Philadelphia acted slowly and initially downplayed the virus—it allowed a Liberty Loan parade drawing 200,000 people and that filled hospitals within 72 hours. St. Louis did best by openly addressing the crisis and moving quickly to implement individual quarantines and banning public gatherings.
When the coronavirus first arrived, Washington state and other jurisdictions could have moved faster but the Trump administration sent a confused message about the need for decisive action—now the president is vulnerable. As infections and deaths mount, the president will get the blame.

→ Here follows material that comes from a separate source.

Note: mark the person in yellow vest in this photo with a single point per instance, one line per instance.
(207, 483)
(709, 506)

Actions in the present count more than historical gaffs. Biden’s flipflopping on China and abortion and lethargic demeanor won’t give Trump enough ammunition if the country is suffering from fever.
China and Italy are already in recession, and if the contagion does not subside with warm weather, infection rates easily could be high and enduring enough for the U.S. economy to score a deep recession in the second and third quarters.
Trump needs to expand his appeal beyond disaffected blue-collar workers and find an issue to pound other than a great economy and stock market. Paradoxically, if he looks to the disappointed among Sanders’s base, he could still win.
Median household incomes have recovered from the Great Recession but costs for housing, health care, and higher education tuition and debt are rocketing. The Trump administration and Republican Senate hardly have put up impressive records on these issues..
As the incumbent, Trump still controls the ball and could throw one last Hail Mary pass—forgive student debt.
In the early primaries, Sanders did well with Latinos but young folks, who are terribly burdened with student loans and skeptical of Biden, did not turn out in large numbers. That’s where the potential additional votes are, and he should put Larry Kudlow’s economic brain thrust to work on a solution.
Washington is the principle creditor—the federal government now holds or guarantees 90% of the $1.6 trillion college debt. Trump can send Congress a bill to wipe away those loans and buy up the remaining 10% by issuing new bonds and advocate tuition reforms. Capital markets are eager to absorb the bonds, or the Federal Reserve could purchase them to give the economy a giant boost.
Democrats in Congress don’t want to forgive the loans of six-figure Wall Street bankers, physicians and attorneys at big law firms, but Trump could force them to do the heavy lifting of whittling down the bill and bear voter disappointment.
Debt forgiveness would tap a huge vein of voters Biden didn’t win from Sanders and save the day for the president.